Tarihe damga vuran unutulmaz gemiler
İLK ADIMLAR
◾ Alman Savaş gemisi Wolf , 21 Eylül'de yaralıları Kobe'ye ulaşır. Yaralılar Japon hükümeti tarafından hazırlanmış hastanede ve bizzat imparatorun gönderdiği doktorlar tarafından tedavi altına alınır. Ertuğrul kazazedeleri Japonların yakın ilgisi ile tedavi edilir.
◾ Kongo ile Hiyei adlı iki Japon kruvazörü 10 Ekim 1890 tarihinde beraberinde kazadan kurtulan 69 denizcimizle Japonya'dan hareket ederler. 2 Ocak 1891'de İstanbul'a ulaştılar.
◾ Japon gemileri İstanbul'da çok parlak ve samimi gösterilerle karşılanır.
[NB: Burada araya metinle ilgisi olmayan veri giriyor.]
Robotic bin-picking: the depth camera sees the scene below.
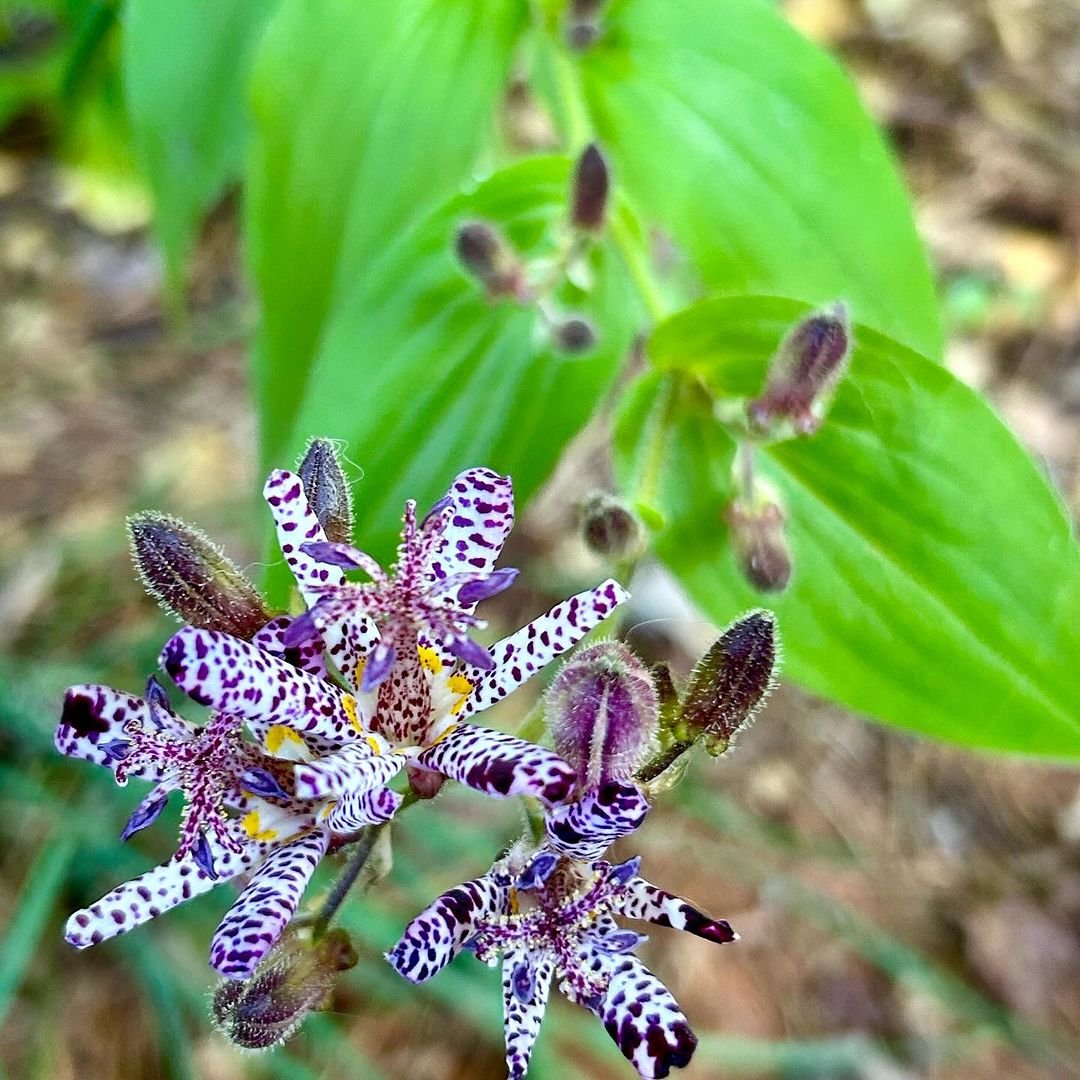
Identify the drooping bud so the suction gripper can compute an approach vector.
[677,610,777,754]
[127,510,270,640]
[211,928,356,1050]
[727,500,792,593]
[551,316,596,355]
[454,221,525,298]
[566,0,604,52]
[546,642,659,787]
[581,491,645,561]
[746,303,851,435]
[297,438,353,543]
[570,143,611,232]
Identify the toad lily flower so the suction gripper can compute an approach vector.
[55,673,349,978]
[231,469,626,806]
[387,851,737,1078]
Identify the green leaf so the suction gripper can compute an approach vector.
[563,0,942,356]
[123,0,274,292]
[247,0,525,464]
[617,297,1080,758]
[285,158,643,556]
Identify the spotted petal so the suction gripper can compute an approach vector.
[417,724,576,806]
[161,626,355,739]
[460,579,629,719]
[502,945,555,1080]
[210,829,329,978]
[544,781,649,862]
[64,838,266,948]
[53,685,186,782]
[428,469,514,596]
[620,877,739,945]
[252,615,326,678]
[326,787,404,833]
[294,742,405,799]
[593,957,698,1080]
[262,469,345,604]
[387,877,509,983]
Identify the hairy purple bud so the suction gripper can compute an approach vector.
[581,491,645,561]
[552,315,596,355]
[454,221,525,298]
[127,511,270,640]
[546,642,659,787]
[727,501,792,593]
[678,610,777,754]
[297,438,352,543]
[211,928,356,1050]
[746,303,851,435]
[570,143,611,232]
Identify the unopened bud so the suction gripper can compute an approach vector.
[727,502,792,593]
[127,511,270,640]
[677,610,777,754]
[747,303,851,435]
[570,143,611,232]
[566,0,604,52]
[546,642,659,787]
[581,491,645,559]
[454,221,525,297]
[211,928,356,1050]
[552,316,596,353]
[297,438,352,543]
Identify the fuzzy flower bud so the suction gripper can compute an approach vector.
[454,221,525,297]
[581,491,645,559]
[552,315,596,355]
[566,0,604,52]
[127,510,270,640]
[297,438,352,543]
[727,501,792,593]
[570,143,611,232]
[747,303,851,435]
[546,642,660,787]
[676,610,777,754]
[211,929,356,1050]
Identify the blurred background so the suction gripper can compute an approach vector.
[0,0,1080,1080]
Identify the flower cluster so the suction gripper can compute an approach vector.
[55,441,774,1077]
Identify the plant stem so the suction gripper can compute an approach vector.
[312,824,387,939]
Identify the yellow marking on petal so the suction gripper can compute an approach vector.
[341,693,364,732]
[428,724,461,750]
[242,810,278,840]
[416,645,443,675]
[264,724,305,754]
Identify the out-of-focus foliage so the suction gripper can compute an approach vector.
[617,297,1080,756]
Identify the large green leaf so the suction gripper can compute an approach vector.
[247,0,525,463]
[123,0,276,287]
[285,158,643,556]
[617,297,1080,757]
[563,0,941,356]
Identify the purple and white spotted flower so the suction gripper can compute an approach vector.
[233,469,626,806]
[55,678,345,978]
[387,850,738,1078]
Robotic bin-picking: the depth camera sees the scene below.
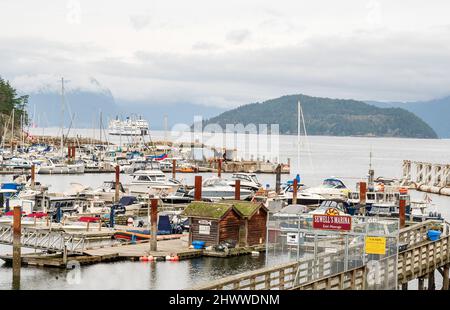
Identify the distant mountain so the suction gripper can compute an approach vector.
[28,90,225,130]
[204,95,437,138]
[367,96,450,138]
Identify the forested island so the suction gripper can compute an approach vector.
[204,94,437,138]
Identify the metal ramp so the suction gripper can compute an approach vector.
[0,226,118,254]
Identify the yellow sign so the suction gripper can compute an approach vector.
[365,236,386,255]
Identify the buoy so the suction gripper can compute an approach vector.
[168,255,180,262]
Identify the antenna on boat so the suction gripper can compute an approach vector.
[61,77,64,157]
[297,99,302,172]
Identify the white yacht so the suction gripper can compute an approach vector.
[126,169,181,194]
[37,159,84,174]
[228,172,262,192]
[300,178,350,200]
[109,116,149,136]
[188,177,253,200]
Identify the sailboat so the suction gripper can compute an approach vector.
[37,78,85,174]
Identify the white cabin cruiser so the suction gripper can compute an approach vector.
[188,177,253,200]
[301,178,350,200]
[228,172,262,192]
[126,169,181,194]
[37,159,84,174]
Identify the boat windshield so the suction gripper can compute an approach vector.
[322,179,346,188]
[203,178,228,187]
[316,200,345,212]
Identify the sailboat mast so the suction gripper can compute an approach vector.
[297,99,301,173]
[11,108,15,154]
[60,77,64,157]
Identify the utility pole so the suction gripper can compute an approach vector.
[60,77,64,157]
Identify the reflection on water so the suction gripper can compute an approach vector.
[0,132,450,289]
[0,255,265,290]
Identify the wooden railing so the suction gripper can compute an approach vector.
[195,221,450,290]
[398,236,450,284]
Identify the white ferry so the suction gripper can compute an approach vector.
[109,116,149,136]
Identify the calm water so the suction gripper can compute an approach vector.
[0,129,450,289]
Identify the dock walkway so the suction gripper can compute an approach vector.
[195,221,450,290]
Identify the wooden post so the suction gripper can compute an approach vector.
[114,165,120,203]
[428,270,436,291]
[417,277,424,291]
[359,182,367,215]
[275,165,281,194]
[12,206,22,290]
[150,198,158,251]
[194,175,202,201]
[172,159,177,179]
[442,264,450,291]
[31,164,36,190]
[217,158,222,178]
[234,180,241,200]
[292,178,298,205]
[398,197,406,228]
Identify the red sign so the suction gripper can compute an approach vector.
[313,214,352,230]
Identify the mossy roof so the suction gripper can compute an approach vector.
[183,201,233,220]
[230,201,262,218]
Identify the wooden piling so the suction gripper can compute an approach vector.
[172,159,177,179]
[150,198,158,251]
[399,197,406,229]
[275,164,281,194]
[217,158,222,178]
[31,164,36,190]
[292,178,298,205]
[442,264,450,291]
[417,277,425,291]
[12,206,22,290]
[194,175,202,201]
[114,165,120,203]
[234,180,241,200]
[428,270,436,291]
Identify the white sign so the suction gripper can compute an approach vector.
[198,225,210,235]
[286,233,298,245]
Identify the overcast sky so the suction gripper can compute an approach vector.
[0,0,450,107]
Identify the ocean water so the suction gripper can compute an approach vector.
[0,128,450,289]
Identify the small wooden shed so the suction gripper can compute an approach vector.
[231,201,268,246]
[184,201,241,246]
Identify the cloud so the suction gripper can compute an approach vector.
[192,41,220,51]
[226,29,251,45]
[130,14,151,31]
[0,27,450,107]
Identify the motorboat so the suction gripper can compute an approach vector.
[109,115,149,136]
[159,187,193,204]
[228,172,262,192]
[114,196,143,214]
[301,178,350,200]
[2,157,32,169]
[37,159,85,174]
[126,169,181,194]
[91,181,127,202]
[188,177,253,200]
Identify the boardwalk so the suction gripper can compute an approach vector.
[196,221,450,290]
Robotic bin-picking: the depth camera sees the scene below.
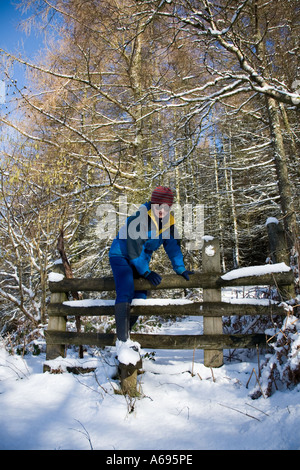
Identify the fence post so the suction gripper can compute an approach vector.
[267,221,296,300]
[202,238,223,367]
[46,264,67,360]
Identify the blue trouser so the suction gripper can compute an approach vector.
[109,256,147,341]
[109,256,147,304]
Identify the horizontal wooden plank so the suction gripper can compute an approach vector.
[49,271,293,292]
[45,330,266,350]
[47,302,286,317]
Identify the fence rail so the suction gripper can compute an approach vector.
[45,234,294,394]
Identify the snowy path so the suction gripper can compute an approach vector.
[0,326,300,450]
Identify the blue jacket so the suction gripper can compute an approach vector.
[109,202,186,276]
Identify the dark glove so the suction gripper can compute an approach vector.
[144,271,162,286]
[181,271,194,281]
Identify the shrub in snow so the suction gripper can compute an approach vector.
[251,315,300,399]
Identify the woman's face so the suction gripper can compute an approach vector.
[151,204,171,219]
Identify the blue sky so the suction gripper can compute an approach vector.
[0,0,38,56]
[0,0,42,104]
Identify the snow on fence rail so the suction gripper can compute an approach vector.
[45,239,293,394]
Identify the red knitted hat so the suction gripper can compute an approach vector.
[151,186,174,206]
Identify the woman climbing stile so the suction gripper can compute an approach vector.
[109,186,193,364]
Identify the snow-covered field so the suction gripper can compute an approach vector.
[0,317,300,451]
[0,272,300,451]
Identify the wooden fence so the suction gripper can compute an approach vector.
[45,239,293,394]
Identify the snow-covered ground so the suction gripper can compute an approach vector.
[0,336,300,450]
[0,276,300,451]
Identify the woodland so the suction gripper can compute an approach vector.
[0,0,300,333]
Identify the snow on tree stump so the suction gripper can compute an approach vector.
[202,237,223,367]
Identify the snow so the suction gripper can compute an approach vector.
[116,339,141,365]
[0,296,300,452]
[48,272,65,282]
[221,263,291,281]
[0,282,300,455]
[63,298,193,307]
[265,217,279,225]
[0,338,300,451]
[205,245,216,256]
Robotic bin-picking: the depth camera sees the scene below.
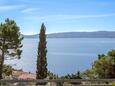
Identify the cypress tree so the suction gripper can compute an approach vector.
[36,23,47,79]
[0,18,23,79]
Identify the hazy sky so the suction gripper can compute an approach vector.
[0,0,115,34]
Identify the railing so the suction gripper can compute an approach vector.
[0,79,115,86]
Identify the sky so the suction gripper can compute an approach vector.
[0,0,115,35]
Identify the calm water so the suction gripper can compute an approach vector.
[7,38,115,75]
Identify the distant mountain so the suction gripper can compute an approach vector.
[24,31,115,38]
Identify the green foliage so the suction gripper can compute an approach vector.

Sultan II. Abdülhamid gemi kumandanlarını huzuruna kabul edip iltifat eder ve kendilerini nişan ile ödüllendirir. Böylece Türk-Japon dostluğunun ilk adımları atılır.
◾ Gemide bulunan Bartınlı Ahmet Erkiş 1937'de kendisiyle yapılan bir röportajda faciayı şöyle anlatmıştı:
"Hareketimizden bir gün sonra dehşetli bir fırtına koptu, kara görünmüyor, denizin üstünde bizden başka gemi yok, saman çöpü gibi sallanıyoruz. Dağ gibi müthiş bir dalga geminin üzerine çöktü, arkadan başkaları geldi. Mürettebatta kargaşalık; gemi de su almaya başladı. Gemicilerimiz, arkadaşlar halatlara tırmanmaya başladılar. Fakat dağ gibi dalgalar direkleri aşıyordu. Bu sırada korkunç bir çatırtı duyuldu. Gemi bir kayaya çarpmıştı. Denize düştüm, bir tahta parçasına sarıldım, dalga beni dibe sürükledi. Boğulmak üzere iken nasıl olduğunu anlamadan kendimi bir kayanın üstünde buldum, kurtulmuştum. Çıldırmış denizin ortasında aynı kaya üstünde yanımda bir kaç arkadaşım daha vardı. Sevinçten hep beraber hüngür hüngür ağlıyorduk. Yakında bir deniz feneri gözümüze ilişti. Kendini kurtarabilen öbür arkadaşların sığındığı bu fenerin çevresine bin bir tehlike ve zorlukla canımızı atabildik. Yetmiş kişi kadardık. Bu adacıkta çıplak, aç, bir damla içecek susuz yaşadık. Ümidimizi kesmedik, nihayet bir gemi gördük. Bir Alman gemisi imiş, yanaştı, bizi aldı, hastanesi olan bir limana götürdü.Yetmiş gün orada tedavi edildik."